I have the Jenter system and pretty much every grafting tool available. I consider myself reasonably proficient at grafting, but when the Jenter system works it works exceptionally well. I wonder if there have been any studies done on the quality of queens from both grafting vs the various on-grafting systems. The thing that comes to mind with the Jenter (and similar) is that there is nearly zero disturbance to the larvae during transfer.

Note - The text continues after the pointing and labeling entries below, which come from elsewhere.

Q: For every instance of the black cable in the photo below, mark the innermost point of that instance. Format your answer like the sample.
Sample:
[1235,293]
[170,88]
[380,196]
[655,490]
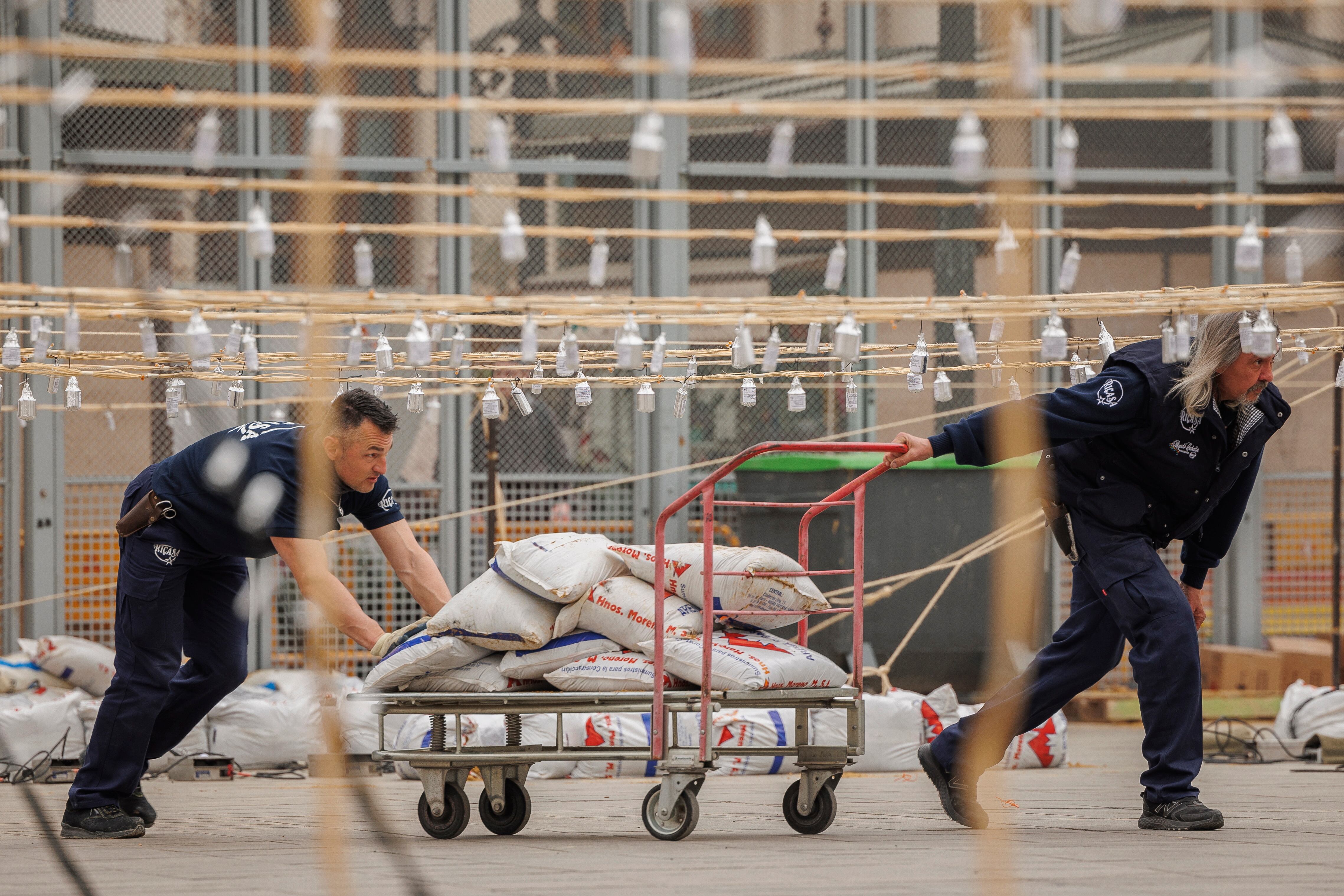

The only diisturbance is the required 90 deg rotation, with no disturbance to the RJ pool or placement of the larvae within the RJ. Perhaps master grafters can approach zero disturbance, but I suspect that the bulk of us couldn't make such a claim. The question is does the "zero disturbance" of these systems result in better queens? I realize that the bulk of the success comes from the cell builder colony, mating nucs, and drone saturation, but if small tweaks could provide measurable improvements, why not?


----------



## KevinR (Apr 30, 2010)

I was looking at it from a pure speed standpoint. With the nicot/jenter you are "suppose" to capture and force the queen into the 110 cell area to lay, then you have to release her later.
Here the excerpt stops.